"What is the subject?" he asked, preoccupied by what she had told him about Stephanie, yet watching this busy and efficient young girl who, with the sleeves of her blue blouse rolled up, displaying her superb young arms, stood vigorously kneading a double handful of clay and studying the restless horse with clear and very beautiful brown eyes.
"The subject? 'Aspiration.' I made some sketches—a winged horse taking flight upward. A nude female figure, breathless, with dishevelled hair, has just flung itself upon the rearing, wide-winged Pegasus and is sticking there like a cat to the back fence—hanging on tooth and nail with one leg just over and the other close against the beast's ribs, and her desperate fingers in the horse's mane.... I don't know. It sounds interesting but it may be too violent. But I've had that idea—hope, aspiration, fear and determination clinging to a furious winged animal that is just starting upward like a roaring sky-rocket——"
She turned her head, laughing:
"Is it a rotten idea?"
"I don't know," he said absently. "It's worth trying out, anyway."
She nodded; and he went on about the business of breakfast. But had now no appetite.
There was one thing, Cleland soon found out, against which he was helpless. Stephanie frequented Grismer at any hour of the day and evening that her fancy prompted.
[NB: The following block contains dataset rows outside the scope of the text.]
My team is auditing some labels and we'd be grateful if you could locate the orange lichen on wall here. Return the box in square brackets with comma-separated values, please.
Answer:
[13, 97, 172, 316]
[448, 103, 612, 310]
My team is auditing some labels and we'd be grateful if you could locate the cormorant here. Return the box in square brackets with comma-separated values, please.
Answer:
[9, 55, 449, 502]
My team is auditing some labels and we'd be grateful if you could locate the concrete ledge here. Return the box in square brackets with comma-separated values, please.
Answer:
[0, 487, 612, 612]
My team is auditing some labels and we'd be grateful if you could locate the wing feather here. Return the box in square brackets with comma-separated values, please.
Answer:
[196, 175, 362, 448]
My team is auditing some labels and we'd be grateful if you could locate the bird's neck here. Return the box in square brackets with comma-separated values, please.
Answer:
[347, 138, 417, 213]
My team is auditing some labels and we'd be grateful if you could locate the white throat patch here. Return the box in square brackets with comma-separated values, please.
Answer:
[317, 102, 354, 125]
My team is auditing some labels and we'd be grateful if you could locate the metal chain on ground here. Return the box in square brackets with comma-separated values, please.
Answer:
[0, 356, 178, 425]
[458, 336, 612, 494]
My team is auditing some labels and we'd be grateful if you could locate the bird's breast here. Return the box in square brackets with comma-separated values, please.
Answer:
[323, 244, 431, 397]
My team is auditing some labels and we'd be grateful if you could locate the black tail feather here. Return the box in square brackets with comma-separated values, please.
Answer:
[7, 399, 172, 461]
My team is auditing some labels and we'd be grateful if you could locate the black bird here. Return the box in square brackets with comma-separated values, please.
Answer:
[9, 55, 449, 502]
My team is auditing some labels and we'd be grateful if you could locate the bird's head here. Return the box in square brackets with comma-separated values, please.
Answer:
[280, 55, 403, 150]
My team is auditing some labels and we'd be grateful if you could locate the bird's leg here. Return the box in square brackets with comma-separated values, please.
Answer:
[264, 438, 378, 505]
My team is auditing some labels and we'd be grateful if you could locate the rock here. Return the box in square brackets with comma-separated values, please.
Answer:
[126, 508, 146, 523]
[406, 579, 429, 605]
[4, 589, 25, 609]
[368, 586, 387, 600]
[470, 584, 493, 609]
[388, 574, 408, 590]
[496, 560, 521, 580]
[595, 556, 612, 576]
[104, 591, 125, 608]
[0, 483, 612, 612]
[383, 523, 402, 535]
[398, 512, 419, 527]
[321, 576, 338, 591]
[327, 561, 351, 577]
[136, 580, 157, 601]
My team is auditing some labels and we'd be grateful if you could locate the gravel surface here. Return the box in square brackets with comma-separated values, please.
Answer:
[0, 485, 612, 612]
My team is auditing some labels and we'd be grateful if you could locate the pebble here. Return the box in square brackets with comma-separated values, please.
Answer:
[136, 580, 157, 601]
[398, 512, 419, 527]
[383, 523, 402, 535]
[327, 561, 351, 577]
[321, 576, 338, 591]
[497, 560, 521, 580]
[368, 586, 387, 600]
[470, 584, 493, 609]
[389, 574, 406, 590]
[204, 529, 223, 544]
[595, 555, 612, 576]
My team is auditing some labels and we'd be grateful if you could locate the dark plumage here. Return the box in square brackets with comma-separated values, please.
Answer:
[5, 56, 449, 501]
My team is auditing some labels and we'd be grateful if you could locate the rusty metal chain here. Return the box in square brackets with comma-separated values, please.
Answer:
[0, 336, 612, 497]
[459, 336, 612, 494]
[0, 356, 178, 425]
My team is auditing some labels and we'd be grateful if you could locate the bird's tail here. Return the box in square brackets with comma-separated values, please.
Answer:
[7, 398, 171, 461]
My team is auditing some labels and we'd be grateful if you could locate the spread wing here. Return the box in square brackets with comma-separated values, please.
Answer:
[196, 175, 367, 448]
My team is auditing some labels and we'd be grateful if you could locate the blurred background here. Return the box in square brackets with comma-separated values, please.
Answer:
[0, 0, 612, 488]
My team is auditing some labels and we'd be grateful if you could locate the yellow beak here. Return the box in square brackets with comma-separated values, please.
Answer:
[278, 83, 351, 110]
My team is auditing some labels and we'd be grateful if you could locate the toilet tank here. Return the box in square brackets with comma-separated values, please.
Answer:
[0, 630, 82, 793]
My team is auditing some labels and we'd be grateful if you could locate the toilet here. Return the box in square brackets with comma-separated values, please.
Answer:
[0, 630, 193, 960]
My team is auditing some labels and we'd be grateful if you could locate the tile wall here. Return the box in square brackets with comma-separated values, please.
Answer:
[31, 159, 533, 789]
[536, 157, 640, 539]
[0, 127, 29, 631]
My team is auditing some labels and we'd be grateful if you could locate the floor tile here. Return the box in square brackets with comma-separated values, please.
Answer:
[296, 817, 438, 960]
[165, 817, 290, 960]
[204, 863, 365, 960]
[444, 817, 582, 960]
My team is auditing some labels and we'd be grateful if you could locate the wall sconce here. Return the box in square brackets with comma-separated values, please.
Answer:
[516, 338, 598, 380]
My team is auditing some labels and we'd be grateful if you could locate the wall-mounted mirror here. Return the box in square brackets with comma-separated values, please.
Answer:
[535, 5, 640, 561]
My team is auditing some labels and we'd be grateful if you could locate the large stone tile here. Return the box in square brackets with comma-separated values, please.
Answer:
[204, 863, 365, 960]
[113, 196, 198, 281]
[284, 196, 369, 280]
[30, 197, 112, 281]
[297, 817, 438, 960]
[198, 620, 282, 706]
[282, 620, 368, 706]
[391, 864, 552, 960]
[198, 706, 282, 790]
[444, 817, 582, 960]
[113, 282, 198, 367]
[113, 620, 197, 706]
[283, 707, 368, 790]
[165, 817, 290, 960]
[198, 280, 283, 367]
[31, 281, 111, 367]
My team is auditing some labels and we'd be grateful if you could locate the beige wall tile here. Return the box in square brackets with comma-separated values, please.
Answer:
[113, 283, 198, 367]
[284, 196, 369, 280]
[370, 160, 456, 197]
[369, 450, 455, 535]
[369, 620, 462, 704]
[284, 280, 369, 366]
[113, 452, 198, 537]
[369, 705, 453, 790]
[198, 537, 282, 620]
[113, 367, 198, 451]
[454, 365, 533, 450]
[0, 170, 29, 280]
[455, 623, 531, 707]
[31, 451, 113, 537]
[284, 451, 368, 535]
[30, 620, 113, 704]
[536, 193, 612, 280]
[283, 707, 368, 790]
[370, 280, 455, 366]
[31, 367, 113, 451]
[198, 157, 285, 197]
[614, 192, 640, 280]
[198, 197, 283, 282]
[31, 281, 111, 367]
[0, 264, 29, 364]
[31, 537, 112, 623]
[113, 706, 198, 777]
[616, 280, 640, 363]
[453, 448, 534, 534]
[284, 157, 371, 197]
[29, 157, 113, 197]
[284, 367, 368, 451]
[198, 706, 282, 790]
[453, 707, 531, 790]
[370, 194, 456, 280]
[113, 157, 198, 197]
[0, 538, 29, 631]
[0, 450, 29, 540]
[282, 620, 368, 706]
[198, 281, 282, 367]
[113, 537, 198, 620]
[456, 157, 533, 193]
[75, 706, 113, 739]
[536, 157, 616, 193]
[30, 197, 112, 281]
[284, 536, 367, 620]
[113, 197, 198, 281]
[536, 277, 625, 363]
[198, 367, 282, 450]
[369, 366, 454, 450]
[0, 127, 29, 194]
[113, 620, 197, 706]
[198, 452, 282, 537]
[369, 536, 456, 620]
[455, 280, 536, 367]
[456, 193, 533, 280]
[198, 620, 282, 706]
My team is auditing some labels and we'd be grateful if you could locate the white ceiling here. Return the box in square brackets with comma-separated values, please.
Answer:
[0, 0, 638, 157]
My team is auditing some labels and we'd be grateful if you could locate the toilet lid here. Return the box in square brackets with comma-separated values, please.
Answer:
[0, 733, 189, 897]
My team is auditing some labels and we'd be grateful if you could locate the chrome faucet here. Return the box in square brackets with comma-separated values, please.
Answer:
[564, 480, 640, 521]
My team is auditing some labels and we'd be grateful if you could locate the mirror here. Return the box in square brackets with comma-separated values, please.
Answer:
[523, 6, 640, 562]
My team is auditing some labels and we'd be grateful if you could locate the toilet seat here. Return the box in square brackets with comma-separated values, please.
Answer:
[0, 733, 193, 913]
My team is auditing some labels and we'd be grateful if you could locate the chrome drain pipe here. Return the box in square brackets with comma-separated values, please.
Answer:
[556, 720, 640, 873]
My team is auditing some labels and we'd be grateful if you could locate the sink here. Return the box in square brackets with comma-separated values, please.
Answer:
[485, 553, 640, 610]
This perplexed him and made him sullen; but when he incautiously started to remonstrate with her one evening her surprise and anger flashed like a clear little flame, and she explained very clearly what was the essence of personal liberty, and that the one thing she would not tolerate from him or anybody else was any invasion of her freedom of thought and action.
Silenced, enraged, and humiliated at the rebuke he had retired to his studio to sulk like Achilles—a sullen mourner at the bier of love. For he fully and firmly determined to eradicate this girl from his life and devote it to scourging the exasperating sex of which she was a beautiful but baffling member.
The trouble with Stephanie, however, was that she could not seem to see the tragedy in his life or understand that a young man desired to suffer nobly and haughtily and at his own leisure and convenience.